Bonus Topic: Why Divine Smite is Too Good

In retrospect, Divine Smite is the most obviously unbalanced mechanic across all the classes in the 2014 rules. It’s simply too good to allow a character to burn through multiple spell slots in a single turn. There’s a good reason why bonus action spells shut down your ability to cast anything other than cantrips. That rule has caused much consternation over the years. It feels like a big damper on why bonus action spells are fun. Throwing out a healing word then zapping a bad guy with guiding bolt feels great, but to make bonus action spells worth using their power had to run a little too high to make pairing them with spellcasting a balanced option. The game’s action economy already tilts toward the players. Letting them burn through multiple spells on a single turn is simply too much.

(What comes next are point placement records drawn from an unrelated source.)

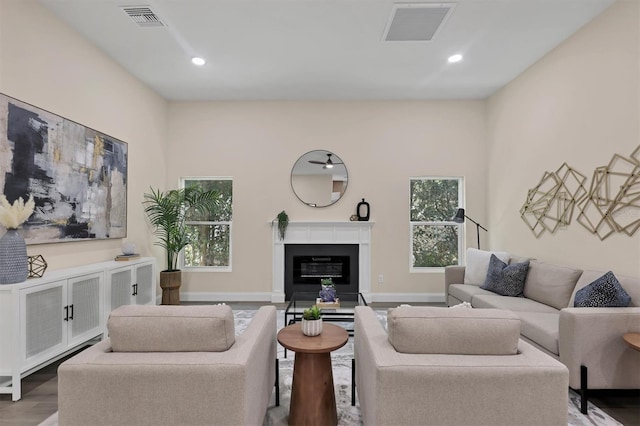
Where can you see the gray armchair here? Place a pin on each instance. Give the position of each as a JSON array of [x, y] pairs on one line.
[[168, 365]]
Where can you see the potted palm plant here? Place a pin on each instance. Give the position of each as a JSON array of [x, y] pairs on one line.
[[168, 213]]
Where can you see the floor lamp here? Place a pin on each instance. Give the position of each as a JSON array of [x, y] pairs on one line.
[[459, 218]]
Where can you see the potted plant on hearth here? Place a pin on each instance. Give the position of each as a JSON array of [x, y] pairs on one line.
[[312, 321], [168, 213], [328, 291]]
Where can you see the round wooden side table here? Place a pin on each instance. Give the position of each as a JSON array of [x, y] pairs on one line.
[[313, 400], [633, 340]]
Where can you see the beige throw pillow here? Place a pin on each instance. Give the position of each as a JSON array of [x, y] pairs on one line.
[[550, 284], [477, 264]]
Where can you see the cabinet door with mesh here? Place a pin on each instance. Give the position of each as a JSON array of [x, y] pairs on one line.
[[145, 284], [85, 307], [43, 325]]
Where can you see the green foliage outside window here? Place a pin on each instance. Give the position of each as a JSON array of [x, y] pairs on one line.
[[435, 239], [211, 246]]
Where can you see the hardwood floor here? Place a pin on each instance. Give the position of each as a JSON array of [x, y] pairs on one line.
[[40, 395]]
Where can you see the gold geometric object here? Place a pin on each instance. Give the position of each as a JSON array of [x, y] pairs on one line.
[[613, 202], [37, 266], [549, 205]]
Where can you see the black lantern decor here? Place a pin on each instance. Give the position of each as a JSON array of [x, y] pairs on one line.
[[363, 211]]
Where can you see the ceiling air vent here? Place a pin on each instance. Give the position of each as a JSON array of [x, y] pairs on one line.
[[143, 16], [416, 21]]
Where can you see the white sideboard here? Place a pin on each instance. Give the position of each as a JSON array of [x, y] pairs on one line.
[[44, 319]]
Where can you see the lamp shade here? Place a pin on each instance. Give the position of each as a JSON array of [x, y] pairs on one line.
[[459, 217]]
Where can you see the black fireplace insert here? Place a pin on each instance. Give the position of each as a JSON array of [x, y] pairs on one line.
[[306, 264]]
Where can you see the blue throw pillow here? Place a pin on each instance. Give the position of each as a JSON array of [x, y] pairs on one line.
[[506, 280], [605, 292]]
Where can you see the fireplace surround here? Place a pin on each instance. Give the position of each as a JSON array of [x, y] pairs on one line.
[[323, 233], [306, 264]]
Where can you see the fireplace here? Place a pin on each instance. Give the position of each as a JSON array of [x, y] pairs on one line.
[[308, 233], [306, 264]]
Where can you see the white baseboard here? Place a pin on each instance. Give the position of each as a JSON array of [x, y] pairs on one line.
[[408, 297]]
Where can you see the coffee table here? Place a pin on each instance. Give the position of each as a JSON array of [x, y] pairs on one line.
[[303, 300], [313, 400]]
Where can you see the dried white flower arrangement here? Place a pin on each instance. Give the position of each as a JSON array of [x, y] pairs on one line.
[[12, 216]]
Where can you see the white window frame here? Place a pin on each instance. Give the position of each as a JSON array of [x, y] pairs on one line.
[[461, 227], [227, 268]]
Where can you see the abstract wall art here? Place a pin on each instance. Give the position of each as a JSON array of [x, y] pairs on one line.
[[77, 175]]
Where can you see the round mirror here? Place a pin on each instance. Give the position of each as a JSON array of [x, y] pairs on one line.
[[319, 178]]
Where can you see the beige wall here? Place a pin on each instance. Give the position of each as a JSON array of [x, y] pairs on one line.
[[579, 104], [383, 144], [46, 64]]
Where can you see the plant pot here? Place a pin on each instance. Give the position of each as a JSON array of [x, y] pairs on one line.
[[328, 293], [170, 282], [311, 327], [14, 263]]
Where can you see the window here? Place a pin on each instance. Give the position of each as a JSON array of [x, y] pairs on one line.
[[212, 246], [436, 241]]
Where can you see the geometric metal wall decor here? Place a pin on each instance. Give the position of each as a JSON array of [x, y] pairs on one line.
[[37, 266], [613, 202], [550, 204]]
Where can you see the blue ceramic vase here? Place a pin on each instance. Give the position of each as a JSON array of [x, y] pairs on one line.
[[328, 293]]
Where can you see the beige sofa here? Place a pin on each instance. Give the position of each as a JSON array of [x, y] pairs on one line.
[[169, 365], [587, 340], [442, 366]]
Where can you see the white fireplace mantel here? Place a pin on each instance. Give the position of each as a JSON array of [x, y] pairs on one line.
[[299, 232]]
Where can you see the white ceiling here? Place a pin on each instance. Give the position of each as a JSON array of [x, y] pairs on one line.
[[323, 49]]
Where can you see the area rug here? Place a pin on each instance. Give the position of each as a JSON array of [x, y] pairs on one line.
[[349, 415]]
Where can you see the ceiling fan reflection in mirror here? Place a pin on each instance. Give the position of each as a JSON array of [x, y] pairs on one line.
[[326, 164]]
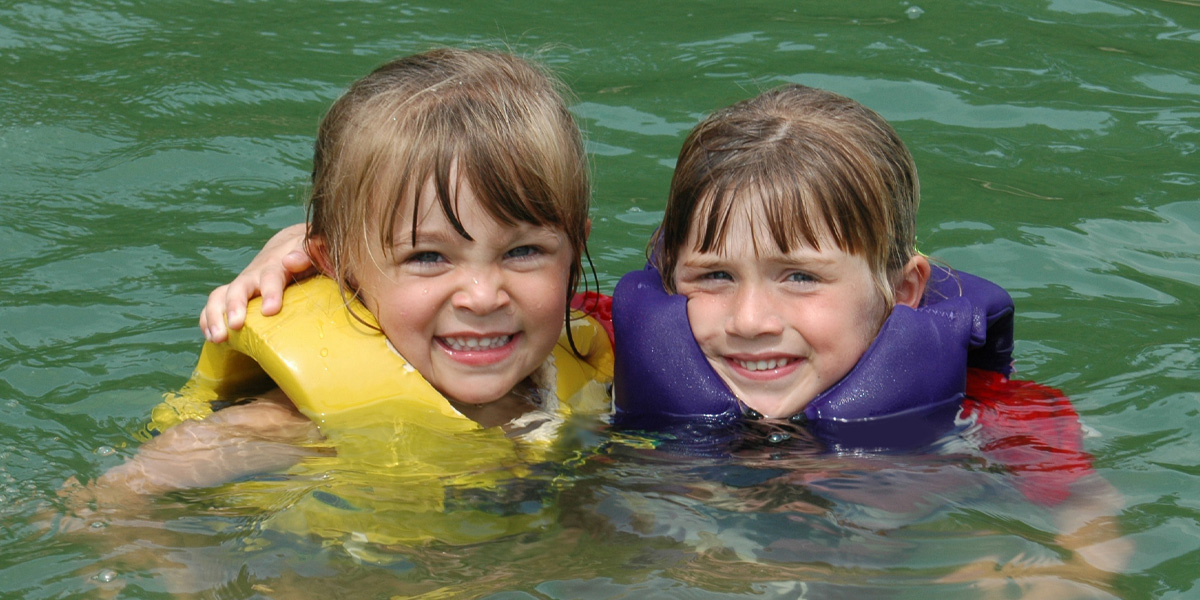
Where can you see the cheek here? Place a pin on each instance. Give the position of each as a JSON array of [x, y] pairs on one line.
[[705, 316]]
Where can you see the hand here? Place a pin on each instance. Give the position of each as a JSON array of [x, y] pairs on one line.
[[283, 259]]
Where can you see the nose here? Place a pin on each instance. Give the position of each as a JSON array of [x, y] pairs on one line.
[[754, 312], [481, 291]]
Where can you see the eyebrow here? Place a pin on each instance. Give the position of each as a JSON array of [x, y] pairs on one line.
[[708, 259]]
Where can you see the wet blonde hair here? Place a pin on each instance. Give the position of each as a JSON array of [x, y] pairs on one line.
[[814, 165], [490, 119]]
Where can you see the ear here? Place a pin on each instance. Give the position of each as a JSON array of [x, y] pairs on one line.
[[911, 287], [318, 251]]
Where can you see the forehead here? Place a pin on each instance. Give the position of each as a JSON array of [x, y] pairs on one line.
[[761, 225]]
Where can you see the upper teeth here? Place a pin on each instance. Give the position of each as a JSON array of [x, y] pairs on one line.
[[763, 365], [475, 343]]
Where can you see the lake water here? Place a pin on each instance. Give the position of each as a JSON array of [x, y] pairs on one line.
[[148, 149]]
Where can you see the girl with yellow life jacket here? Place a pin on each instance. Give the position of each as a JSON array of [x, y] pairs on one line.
[[448, 217]]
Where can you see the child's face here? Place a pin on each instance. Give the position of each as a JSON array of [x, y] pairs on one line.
[[778, 328], [477, 317]]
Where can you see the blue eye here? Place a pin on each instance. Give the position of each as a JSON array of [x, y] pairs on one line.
[[425, 258], [523, 252]]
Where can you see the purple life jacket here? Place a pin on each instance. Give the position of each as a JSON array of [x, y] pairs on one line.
[[904, 393]]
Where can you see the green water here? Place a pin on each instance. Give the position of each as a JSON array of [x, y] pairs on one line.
[[147, 149]]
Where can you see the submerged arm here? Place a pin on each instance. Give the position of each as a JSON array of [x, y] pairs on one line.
[[264, 435]]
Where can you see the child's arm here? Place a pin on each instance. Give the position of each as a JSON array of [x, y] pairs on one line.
[[264, 435], [281, 261]]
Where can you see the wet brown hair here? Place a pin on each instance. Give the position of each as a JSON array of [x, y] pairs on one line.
[[805, 165], [493, 120]]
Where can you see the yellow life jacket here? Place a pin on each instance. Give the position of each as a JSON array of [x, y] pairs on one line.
[[331, 365], [407, 467]]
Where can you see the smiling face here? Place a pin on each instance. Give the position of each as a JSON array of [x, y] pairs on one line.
[[779, 328], [474, 317]]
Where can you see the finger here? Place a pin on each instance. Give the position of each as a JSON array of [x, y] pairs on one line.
[[213, 316], [237, 298], [273, 283]]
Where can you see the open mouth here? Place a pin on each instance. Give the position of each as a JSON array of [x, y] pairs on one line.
[[475, 343], [762, 365]]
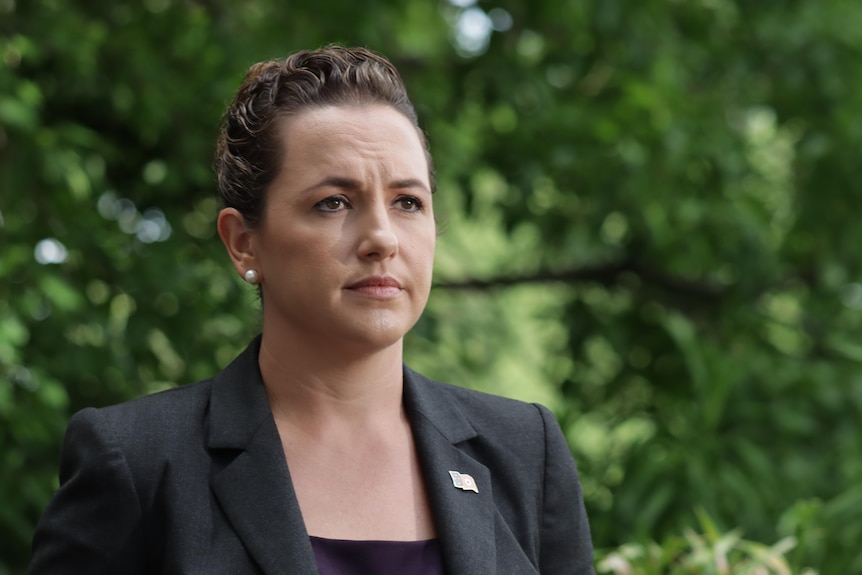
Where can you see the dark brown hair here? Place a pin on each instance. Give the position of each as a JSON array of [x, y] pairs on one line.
[[249, 154]]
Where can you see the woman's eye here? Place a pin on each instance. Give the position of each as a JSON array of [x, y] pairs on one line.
[[410, 204], [332, 204]]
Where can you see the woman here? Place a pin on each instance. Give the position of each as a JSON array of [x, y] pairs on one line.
[[316, 450]]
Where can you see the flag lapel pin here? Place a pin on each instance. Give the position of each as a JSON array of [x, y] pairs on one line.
[[463, 481]]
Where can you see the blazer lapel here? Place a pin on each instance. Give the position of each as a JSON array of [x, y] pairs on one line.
[[251, 479], [464, 519]]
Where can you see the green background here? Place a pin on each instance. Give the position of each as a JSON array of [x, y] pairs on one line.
[[649, 222]]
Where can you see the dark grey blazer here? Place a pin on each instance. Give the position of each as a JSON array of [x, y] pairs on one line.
[[194, 480]]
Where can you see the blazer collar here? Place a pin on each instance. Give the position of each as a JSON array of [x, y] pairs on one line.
[[251, 479], [252, 483], [464, 519]]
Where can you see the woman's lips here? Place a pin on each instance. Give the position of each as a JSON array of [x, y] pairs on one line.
[[383, 287]]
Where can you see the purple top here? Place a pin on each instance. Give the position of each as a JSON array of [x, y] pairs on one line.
[[344, 557]]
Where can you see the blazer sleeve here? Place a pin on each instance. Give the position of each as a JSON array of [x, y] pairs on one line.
[[565, 544], [93, 523]]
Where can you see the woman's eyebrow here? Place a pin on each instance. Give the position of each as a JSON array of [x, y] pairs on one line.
[[339, 182], [408, 184]]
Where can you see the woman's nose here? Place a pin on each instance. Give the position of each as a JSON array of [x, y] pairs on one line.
[[378, 240]]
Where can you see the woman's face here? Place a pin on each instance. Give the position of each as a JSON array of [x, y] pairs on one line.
[[346, 244]]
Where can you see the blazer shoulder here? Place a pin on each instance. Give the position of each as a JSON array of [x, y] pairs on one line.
[[464, 412], [167, 414]]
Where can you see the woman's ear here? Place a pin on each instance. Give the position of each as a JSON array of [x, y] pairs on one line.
[[238, 239]]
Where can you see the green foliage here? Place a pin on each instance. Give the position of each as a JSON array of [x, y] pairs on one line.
[[707, 553], [647, 222]]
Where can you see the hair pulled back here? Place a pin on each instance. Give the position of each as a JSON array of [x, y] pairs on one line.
[[249, 151]]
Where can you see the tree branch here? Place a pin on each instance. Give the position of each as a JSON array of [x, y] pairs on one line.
[[605, 274]]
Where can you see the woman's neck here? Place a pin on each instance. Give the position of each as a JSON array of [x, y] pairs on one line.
[[314, 386]]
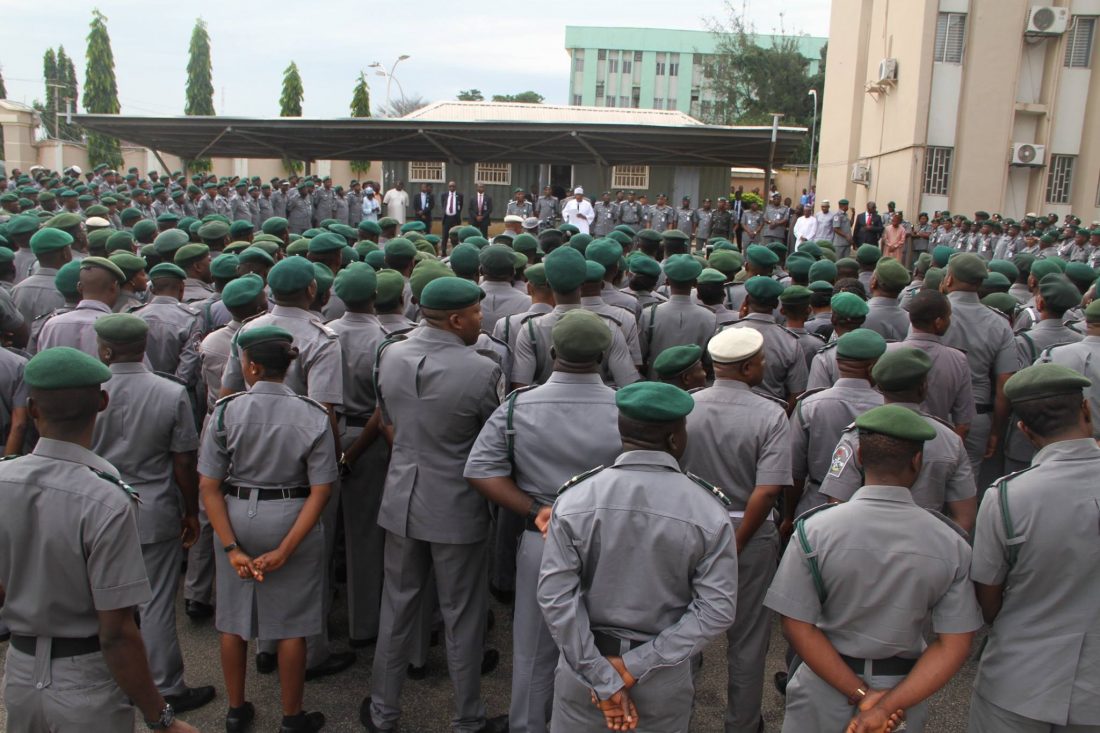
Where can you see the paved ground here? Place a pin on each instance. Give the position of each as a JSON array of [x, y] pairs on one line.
[[428, 703]]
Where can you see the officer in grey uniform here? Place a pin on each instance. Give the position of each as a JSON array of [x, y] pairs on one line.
[[946, 480], [628, 616], [1032, 559], [525, 452], [750, 458], [157, 459], [864, 580], [820, 417], [73, 578]]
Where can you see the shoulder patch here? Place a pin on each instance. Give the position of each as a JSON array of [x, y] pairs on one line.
[[579, 478]]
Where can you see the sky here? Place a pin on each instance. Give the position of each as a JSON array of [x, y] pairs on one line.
[[451, 44]]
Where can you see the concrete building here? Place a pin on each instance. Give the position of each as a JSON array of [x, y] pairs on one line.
[[648, 67], [963, 105]]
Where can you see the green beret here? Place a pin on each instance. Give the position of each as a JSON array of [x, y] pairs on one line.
[[653, 402], [257, 335], [763, 290], [242, 291], [761, 256], [450, 294], [1042, 381], [891, 274], [795, 295], [290, 275], [848, 305], [642, 264], [968, 267], [50, 240], [121, 328], [868, 254], [564, 269], [682, 269], [189, 253], [861, 343], [901, 369], [581, 336], [64, 368], [895, 422], [677, 360]]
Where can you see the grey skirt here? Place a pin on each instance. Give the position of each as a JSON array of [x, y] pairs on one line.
[[287, 604]]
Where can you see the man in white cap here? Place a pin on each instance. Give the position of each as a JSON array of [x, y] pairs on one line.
[[579, 211]]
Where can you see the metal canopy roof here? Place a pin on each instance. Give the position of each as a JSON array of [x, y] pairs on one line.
[[460, 142]]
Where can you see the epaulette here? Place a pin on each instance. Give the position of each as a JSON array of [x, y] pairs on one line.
[[119, 482], [579, 478], [713, 490]]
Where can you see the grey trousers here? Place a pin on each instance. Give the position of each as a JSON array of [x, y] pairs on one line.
[[158, 616], [749, 635], [988, 718], [64, 696], [534, 652], [463, 599], [663, 698]]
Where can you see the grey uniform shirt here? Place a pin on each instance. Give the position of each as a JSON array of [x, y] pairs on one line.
[[81, 553], [784, 372], [437, 393], [1048, 625], [317, 372], [294, 428], [945, 476], [147, 418], [888, 567], [560, 429], [674, 591]]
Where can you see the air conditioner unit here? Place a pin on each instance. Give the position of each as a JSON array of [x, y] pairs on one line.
[[1027, 154], [888, 70], [1047, 20]]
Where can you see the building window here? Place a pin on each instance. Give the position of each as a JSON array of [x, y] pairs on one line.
[[1059, 178], [630, 176], [493, 174], [937, 171], [427, 172], [950, 33], [1079, 42]]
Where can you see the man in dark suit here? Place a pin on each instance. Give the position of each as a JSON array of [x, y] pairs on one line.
[[451, 203], [422, 204], [868, 227], [481, 208]]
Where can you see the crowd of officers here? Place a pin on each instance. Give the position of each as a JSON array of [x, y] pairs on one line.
[[639, 440]]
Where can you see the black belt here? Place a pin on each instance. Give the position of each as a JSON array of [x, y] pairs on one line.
[[890, 667], [611, 646], [62, 647], [267, 494]]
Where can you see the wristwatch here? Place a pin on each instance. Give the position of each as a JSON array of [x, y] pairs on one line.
[[165, 721]]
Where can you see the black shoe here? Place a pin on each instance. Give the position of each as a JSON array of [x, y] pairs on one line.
[[337, 663], [304, 722], [490, 660], [498, 724], [198, 610], [190, 698], [266, 663], [238, 720]]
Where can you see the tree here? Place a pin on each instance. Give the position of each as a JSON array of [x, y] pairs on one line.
[[289, 104], [199, 83], [523, 97], [361, 107], [101, 90]]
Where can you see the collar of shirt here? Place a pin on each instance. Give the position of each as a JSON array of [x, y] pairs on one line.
[[69, 451]]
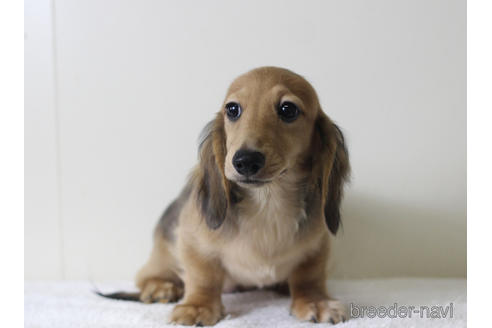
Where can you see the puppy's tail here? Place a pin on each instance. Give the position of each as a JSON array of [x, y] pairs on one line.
[[122, 296]]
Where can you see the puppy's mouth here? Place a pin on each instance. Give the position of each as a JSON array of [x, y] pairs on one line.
[[253, 182]]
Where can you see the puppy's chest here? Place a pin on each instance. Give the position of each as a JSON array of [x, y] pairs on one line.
[[263, 251]]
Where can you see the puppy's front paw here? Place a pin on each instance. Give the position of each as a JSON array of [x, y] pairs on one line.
[[325, 310], [158, 290], [200, 315]]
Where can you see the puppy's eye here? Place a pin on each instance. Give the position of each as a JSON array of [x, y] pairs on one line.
[[288, 111], [233, 111]]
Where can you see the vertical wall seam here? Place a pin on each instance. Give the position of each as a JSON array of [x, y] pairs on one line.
[[57, 140]]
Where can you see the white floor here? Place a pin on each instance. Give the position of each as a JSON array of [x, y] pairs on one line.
[[72, 304]]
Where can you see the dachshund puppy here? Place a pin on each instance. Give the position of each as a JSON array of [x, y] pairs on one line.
[[258, 208]]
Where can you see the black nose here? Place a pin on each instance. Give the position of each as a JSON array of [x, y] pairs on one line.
[[247, 162]]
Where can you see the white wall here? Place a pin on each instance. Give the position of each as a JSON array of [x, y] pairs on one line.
[[112, 117]]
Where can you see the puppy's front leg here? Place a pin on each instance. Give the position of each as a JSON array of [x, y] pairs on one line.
[[202, 304], [310, 300]]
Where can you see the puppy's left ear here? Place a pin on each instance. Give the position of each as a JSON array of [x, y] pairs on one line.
[[333, 168], [213, 187]]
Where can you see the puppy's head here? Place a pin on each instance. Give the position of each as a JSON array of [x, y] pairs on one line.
[[271, 124]]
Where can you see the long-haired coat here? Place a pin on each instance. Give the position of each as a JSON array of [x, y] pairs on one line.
[[258, 208]]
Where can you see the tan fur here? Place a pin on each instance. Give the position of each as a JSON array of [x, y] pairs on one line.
[[274, 232]]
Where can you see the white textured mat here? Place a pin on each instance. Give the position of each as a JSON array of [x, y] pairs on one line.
[[72, 304]]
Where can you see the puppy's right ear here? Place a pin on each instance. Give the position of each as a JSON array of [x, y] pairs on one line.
[[213, 193]]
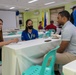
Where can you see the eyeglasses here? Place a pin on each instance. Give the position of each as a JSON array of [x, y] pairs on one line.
[[1, 23]]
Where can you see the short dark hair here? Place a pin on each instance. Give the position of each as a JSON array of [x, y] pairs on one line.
[[28, 21], [26, 29], [51, 21], [65, 13], [1, 20]]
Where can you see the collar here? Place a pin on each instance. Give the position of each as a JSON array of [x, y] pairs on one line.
[[65, 24]]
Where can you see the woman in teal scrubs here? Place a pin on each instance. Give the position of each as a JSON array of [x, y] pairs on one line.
[[29, 33]]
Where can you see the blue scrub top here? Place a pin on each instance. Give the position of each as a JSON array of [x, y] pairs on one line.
[[74, 16], [29, 36]]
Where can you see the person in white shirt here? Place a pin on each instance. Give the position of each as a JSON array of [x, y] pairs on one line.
[[67, 50]]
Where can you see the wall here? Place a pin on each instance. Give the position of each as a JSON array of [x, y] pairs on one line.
[[38, 17]]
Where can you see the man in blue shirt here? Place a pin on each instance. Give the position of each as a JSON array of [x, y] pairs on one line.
[[29, 33]]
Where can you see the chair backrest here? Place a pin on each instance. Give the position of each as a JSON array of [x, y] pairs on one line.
[[47, 34], [40, 35], [51, 53]]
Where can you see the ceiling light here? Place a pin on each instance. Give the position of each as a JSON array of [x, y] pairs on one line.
[[49, 3], [27, 9], [12, 8], [32, 1]]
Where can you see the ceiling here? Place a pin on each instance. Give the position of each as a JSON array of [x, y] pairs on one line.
[[23, 4]]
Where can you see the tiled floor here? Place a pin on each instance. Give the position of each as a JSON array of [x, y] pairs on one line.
[[0, 70]]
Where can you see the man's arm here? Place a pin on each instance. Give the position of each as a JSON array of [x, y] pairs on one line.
[[63, 46]]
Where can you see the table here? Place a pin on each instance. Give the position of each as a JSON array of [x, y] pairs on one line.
[[19, 56], [9, 37], [70, 68]]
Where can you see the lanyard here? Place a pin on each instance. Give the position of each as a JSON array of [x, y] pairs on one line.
[[30, 36]]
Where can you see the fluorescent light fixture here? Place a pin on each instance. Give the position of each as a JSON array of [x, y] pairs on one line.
[[32, 1], [27, 8], [12, 8], [49, 3]]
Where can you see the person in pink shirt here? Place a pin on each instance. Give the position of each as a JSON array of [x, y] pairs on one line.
[[51, 26], [40, 25]]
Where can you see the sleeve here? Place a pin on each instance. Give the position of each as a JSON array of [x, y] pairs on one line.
[[74, 16], [36, 34], [66, 35], [22, 36]]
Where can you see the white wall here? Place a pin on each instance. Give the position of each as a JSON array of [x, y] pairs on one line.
[[9, 19]]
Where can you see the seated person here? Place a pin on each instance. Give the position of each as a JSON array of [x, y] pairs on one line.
[[2, 43], [67, 51], [29, 33], [59, 27], [51, 26], [40, 26]]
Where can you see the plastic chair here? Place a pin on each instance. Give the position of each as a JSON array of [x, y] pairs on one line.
[[0, 62], [43, 70], [40, 35], [47, 34]]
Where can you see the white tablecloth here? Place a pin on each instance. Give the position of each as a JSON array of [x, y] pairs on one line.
[[9, 37], [18, 57]]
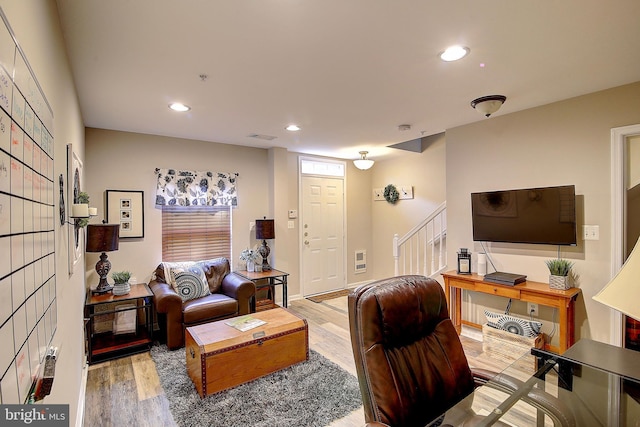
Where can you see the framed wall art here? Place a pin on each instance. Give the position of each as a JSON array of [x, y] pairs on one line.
[[126, 207]]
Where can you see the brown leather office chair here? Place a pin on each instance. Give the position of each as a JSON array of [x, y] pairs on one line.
[[409, 359]]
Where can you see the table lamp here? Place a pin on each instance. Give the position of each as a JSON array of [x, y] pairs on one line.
[[265, 229], [623, 291], [103, 238]]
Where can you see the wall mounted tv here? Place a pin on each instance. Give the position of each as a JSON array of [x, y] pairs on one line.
[[532, 215]]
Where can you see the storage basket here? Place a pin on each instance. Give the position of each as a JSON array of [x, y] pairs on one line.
[[504, 345]]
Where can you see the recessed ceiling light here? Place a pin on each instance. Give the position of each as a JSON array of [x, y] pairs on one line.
[[453, 53], [176, 106]]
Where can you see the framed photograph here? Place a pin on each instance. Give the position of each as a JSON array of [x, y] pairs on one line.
[[127, 209], [76, 234]]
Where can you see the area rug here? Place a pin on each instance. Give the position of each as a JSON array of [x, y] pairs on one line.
[[329, 295], [312, 393]]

On the other hand, bonus actions work great as buffs to attacks. You can tone down the overall power but then add it on top of a set of attacks to hit a balanced damage output. To this day, I have no idea why Divine Smite ignores that rule. The smite spells in the 2014 rules use bonus actions. They even require concentration to prevent players from layering multiple smites on a single attack and burning through spell slots too quickly.

I think the bigger lesson here is that mistakes are going to happen. Even a team of full-time designers and editors gets things wrong, especially in games as intricate as TTRPGs. The real mistake is in failing to learn lessons from your errors. I’ve learned far more from my mistakes than from my successes.